Yohanes Paulus II, saya kembali kepada Anda semua yang menderita sakit
dan yang dalam berbagai cara disatukan dengan penderitan tubuh Kristus,
dan juga kepada Anda, para ahli dan relawan di bidang perawatan
kesehatan.
Tema tahun ini mengundang kita untuk merenungkan satu ungkapan dari Kitab Ayub; “Aku menjadi mata bagi orang buta, dan kaki bagi orang lumpuh” (Ayb 29:15). Saya ingin mengulas ungkapan ini dari sudut pandang “sapientia cordis”-kebijaksanaan hati.
- Kebijaksanaan bukanlah sesuatu yang teoritis, pengetahuan abstrak, atau hasil penalaran logis. Lebih dari itu, dalam suratnya St. Yakobus melukiskan kebijaksanaan sebagai “hikmat yang murni, selanjutnya pendamai, peramah lemah-lembut, penurut, penuh kasih, penuh belas-kasihan dan buah-buah baik, tidak ragu dan tidak munafik” (Yak 3:17). Inilah cara pandang yang dijiwai Roh Kudus di dalam pikiran dan perasaan mereka yang peka terhadap penderitaan saudari-saudarnya dan yang dapat memandang di dalam diri mereka gambar Allah. Untuk itu, marilah kita daraskan doa Pemazmur: “ Ajarlah kami menghitung hari-hari kami sedemikian, hingga kami beroleh hati yang bijaksana” (Mzm 90:12). “Kebijaksanaan hati” yang merupakan karunia Allah ini adalah rangkuman dari buah-buah hari Orang Sakit Sedunia.
- Kebijaksanaan hati berarti melayani saudari dan saudara kita. Kata-kata Ayub: “Aku menjadi mata bagi orang buta , dan kaki bagi orang lumpuh,” menunjukkan pelayanan orang saleh ini, yang menikmati kekuasaan tertentu dan memiliki posisi penting di antara orang-orang tua di kotanya, memberikan bantuan bagi mereka yang membutuhkan. Keagungan moralnya menemukan ungkapan tepat dalam pertolongan yang ia berikan kepada penderita yang berteriak minta tolong serta dalam kepeduliannya kepada anak yatim piatu dan janda-janda (Ayb 29:12-13)
Dewasa
ini betapa banyak orang Kristiani yang menunjukkan, bukan dengan
kata-kata tetapi dengan hidup yang berakar dalam iman sejati, bahwa
mereka adalah “mata bagi orang buta, dan “kaki bagi orang lumpuh!”

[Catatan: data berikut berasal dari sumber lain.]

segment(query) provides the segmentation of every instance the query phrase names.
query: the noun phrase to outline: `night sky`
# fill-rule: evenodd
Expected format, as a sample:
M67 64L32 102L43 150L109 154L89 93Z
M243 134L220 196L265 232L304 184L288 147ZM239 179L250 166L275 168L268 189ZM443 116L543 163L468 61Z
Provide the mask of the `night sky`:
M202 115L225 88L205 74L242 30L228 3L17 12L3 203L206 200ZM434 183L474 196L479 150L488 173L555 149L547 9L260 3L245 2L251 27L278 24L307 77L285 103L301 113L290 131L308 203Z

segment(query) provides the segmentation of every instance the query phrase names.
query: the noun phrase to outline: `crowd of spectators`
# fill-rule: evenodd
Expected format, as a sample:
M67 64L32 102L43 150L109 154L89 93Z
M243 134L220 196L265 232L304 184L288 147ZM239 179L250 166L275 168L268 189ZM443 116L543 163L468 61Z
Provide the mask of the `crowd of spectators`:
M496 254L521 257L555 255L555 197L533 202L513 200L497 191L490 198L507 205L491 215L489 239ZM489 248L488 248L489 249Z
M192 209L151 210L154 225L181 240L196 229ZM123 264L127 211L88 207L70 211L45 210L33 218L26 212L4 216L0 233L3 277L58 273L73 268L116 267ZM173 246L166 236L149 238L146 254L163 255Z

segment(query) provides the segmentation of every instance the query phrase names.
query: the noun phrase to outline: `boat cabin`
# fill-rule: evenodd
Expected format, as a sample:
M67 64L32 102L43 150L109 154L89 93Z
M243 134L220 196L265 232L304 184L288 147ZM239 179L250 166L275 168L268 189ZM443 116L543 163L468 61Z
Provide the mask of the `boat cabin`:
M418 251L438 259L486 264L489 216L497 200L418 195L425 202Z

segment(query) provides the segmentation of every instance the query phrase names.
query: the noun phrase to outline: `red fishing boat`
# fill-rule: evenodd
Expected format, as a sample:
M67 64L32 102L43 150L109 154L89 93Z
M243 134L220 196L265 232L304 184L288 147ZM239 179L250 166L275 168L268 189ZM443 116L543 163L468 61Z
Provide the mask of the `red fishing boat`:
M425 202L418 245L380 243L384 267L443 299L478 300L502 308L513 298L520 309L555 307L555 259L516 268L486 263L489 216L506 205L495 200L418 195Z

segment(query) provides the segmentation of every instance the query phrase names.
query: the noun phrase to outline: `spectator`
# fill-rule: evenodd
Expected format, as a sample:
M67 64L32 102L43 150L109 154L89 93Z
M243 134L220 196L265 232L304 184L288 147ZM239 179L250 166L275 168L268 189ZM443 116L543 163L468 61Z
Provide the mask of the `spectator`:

Mereka dekat dengan orang-orang sakit yang memerlukan perhatian dan
bantuan terus menerus untuk membersihkan diri, memakaikan pakaian dan
menyuapkan makanan. Pelayanan seperti ini, khususnya bila
berlarut-larut, bisa menjadi sesuatu yang melelahkan dan membebani.

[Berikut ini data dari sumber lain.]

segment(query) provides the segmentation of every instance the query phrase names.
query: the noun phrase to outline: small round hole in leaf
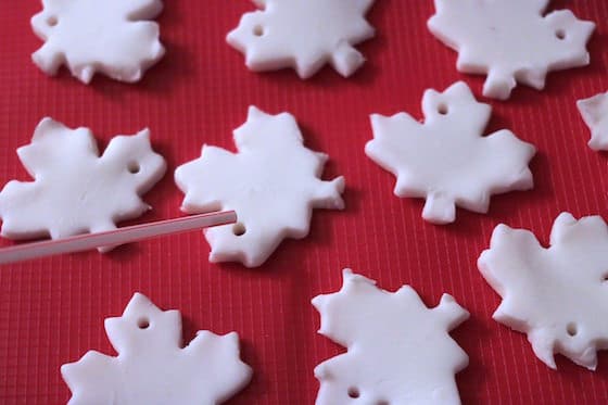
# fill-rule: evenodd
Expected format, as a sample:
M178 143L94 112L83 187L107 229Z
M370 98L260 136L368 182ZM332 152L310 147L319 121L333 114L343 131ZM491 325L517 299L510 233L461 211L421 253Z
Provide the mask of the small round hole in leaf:
M349 389L349 396L352 398L358 398L360 396L359 389L356 387L351 387Z
M262 37L264 35L264 27L262 25L256 25L253 27L253 35L256 37Z
M438 113L440 113L441 115L446 115L448 113L449 109L447 107L447 105L445 104L439 104L438 105Z
M129 162L129 164L127 165L127 169L129 170L129 173L132 173L135 175L139 173L141 167L139 167L139 163L137 162Z
M571 337L575 337L577 333L579 332L578 328L577 328L577 324L574 322L570 322L566 326L566 331L568 332L569 336Z
M150 328L150 319L148 319L148 318L139 318L139 319L137 320L137 327L138 327L139 329L148 329L148 328Z
M242 223L237 223L232 226L232 233L237 237L242 237L245 235L246 228Z

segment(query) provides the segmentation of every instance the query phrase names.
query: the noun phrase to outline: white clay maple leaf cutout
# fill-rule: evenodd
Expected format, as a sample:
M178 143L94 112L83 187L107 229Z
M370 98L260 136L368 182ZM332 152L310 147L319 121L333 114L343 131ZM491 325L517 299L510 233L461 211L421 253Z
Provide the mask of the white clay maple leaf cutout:
M483 96L506 100L517 83L542 90L549 71L587 65L595 25L549 0L434 0L430 31L458 52L460 72L486 74Z
M134 83L165 53L159 25L147 21L162 11L161 0L42 0L42 5L31 27L46 42L31 59L48 75L66 65L85 84L96 72Z
M456 205L486 213L492 194L533 187L534 147L506 129L482 137L492 109L466 84L427 90L422 111L423 124L406 113L372 115L373 140L365 152L397 177L395 195L427 199L425 219L452 223Z
M343 277L339 292L313 300L319 333L349 350L315 368L316 404L459 404L454 375L469 359L448 332L469 313L448 294L429 309L409 286L391 293Z
M166 169L150 131L117 136L102 156L90 129L43 118L17 154L34 181L9 181L0 192L1 235L65 238L116 228L150 210L141 201Z
M227 41L255 72L293 67L305 79L330 63L347 77L365 58L354 45L373 37L365 20L373 0L254 0Z
M255 106L235 130L238 153L203 145L175 172L189 214L235 210L239 224L205 229L210 261L262 265L286 238L308 235L313 208L342 210L344 178L319 177L328 156L303 144L295 118Z
M140 293L123 316L105 319L105 331L118 356L89 351L61 367L69 405L215 405L251 380L236 332L199 331L183 346L179 312L161 311Z
M579 100L577 105L591 130L590 148L594 151L608 151L608 93Z
M560 214L550 245L524 229L498 225L478 261L503 298L494 319L528 334L543 363L560 353L588 369L608 341L608 228L599 216Z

Relatif lebih mudah membantu orang selama beberapa hari saja, tetapi
sulit merawat orang selama berbulan-bulan atau bahkan bertahun-tahun.,
apalagi dalam beberapa kasus khusus, bila tidak ada ungkapan terima
kasih. Namun, sebenarnya betapa agung jalan pengudusan ini.! Dalam
saat-saat yang sulit itu secara khusus kita dapat mengandalkan kedekatan
Tuhan, dan kita menjadi sarana istimewa bagi perutusan Gereja.
- Kebijaksanaan hati berarti berada bersama dengan saudari-saudara kita. Waktu yang dilalui bersama dengan orang sakit adalah waktu yang suci. Ini adalah cara memuji Tuhan yang menyelaraskan kita dengan gambar Putera-Nya yang “datang bukan untuk dilayani melainkan untuk melayani, dan untuk memberikan nyawa-Nya menjadi tebusan bagi banyak orang” (Mat 20:28). Yesus sendiri mengatakan: “Aku ada di tengah-tengah kamu sebagai pelayan” (Luk 22:27).
Dengan iman yang hidup, marilah kita
mohon kepada Roh Kudus supaya berkenan melimpahkan rahmat-Nya kepada
kita untuk memahami kesiapsediaan diri yang seringkali tidak
terkatakan untuk meluangkan waktu bersama saudari-saudara yang, dengan
rasa terima kasih atas kedekatan dan kasih sayang kita, merasa lebih
dicintai dan dikuatkan. Di sisi lain, tersembunyi suatu kebohongan
besar di balik ungkapan tertentu yang menekankan pentingnya “kualitas
hidup”, sehingga membuat orang-orang berpikir bahwa hidup yang
dijangkit penyakit berat bukanlah hidup yang berharga!
- Kebijaksanaan hati berarti keluar dari diri sendiri menuju saudari-saudara kita. Adakalanya kita mengabaikan nilai istimewa dari waktu yang dilewatkan bersama dengan orang yang sakit di pembaringannya karena kita begitu terburu-buru; terjebak dalam kesibukan untuk melakukan sesuatu, untuk menghasilkan sesuatu, sehingga kita abai untuk memberikan diri sendiri secara bebas, untuk peduli kepada orang lain, dan bertanggung jawab terhadap orang lain. Di balik sikap seperti itu seringkali iman yang suam-suam kuku melupakan Firman Tuhan: “kamu telah melakukannya untuk aku” (Mat 25:40).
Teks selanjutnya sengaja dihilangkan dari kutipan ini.